SIXTH SUNDAY OF EASTER
Acts 16: 9 – 15
When we began this series of readings from Acts, I mentioned the change in speakers toward the end of the book, the “we passages.” Here is one of them, a companion of Paul telling about their activities. The identity of this speaker remains a mystery, and no one has a certain explanation why the passages should appear among Paul’s letters. I find it exciting to get this unexpected picture of Paul, the practical mystic. He not only has a vision, but it acts upon it at once, even though it cost a great deal of effort. And behold: success. Our story is about the conversion of one woman, Lydia, and her family, but obviously Paul and his companions made many others. Next Sunday we will hear about the incident that led to the arrest of Paul and his companions.

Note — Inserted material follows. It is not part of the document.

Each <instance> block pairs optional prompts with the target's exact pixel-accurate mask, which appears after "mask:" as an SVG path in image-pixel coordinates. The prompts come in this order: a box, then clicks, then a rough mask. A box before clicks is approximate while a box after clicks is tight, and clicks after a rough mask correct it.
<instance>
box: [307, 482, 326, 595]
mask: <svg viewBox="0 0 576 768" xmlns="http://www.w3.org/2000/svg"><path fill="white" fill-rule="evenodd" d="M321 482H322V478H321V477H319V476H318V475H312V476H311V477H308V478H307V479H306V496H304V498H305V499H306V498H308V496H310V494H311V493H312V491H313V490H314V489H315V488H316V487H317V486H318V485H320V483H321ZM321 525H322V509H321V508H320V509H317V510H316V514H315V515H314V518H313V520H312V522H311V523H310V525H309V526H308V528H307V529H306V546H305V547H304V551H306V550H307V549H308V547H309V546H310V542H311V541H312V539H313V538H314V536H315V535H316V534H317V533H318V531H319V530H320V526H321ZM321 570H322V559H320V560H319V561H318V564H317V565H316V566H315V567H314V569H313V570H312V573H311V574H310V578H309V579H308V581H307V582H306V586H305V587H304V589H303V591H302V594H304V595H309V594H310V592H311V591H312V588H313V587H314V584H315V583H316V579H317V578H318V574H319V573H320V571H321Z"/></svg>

Revelation 21: 10; 21:22 – 22:5
We hear today the description of the heavenly city that displaces the earthly cities of the Iron Age. This divine city lacks a temple, for as is said in Hebrews 9:23-29, the sacrifice of Jesus removes any further need of sacrifice. The light once provided by sun and moon is overwhelmed by the light which is the glory of God. There will be no more closing of the city gates at night, for there will be no night. Into this open city will march earthly rules, submitting their nations to the rule of God. They will find a new (or perhaps replanted) Garden of Eden with its river of life and trees of life, now grown into groves. All those who are innocent of sin will be gathered here. The sinful, according to Revelation, are already in the lake of fire (21:8). Here the righteous will know the highest possible good: they will see God’s face.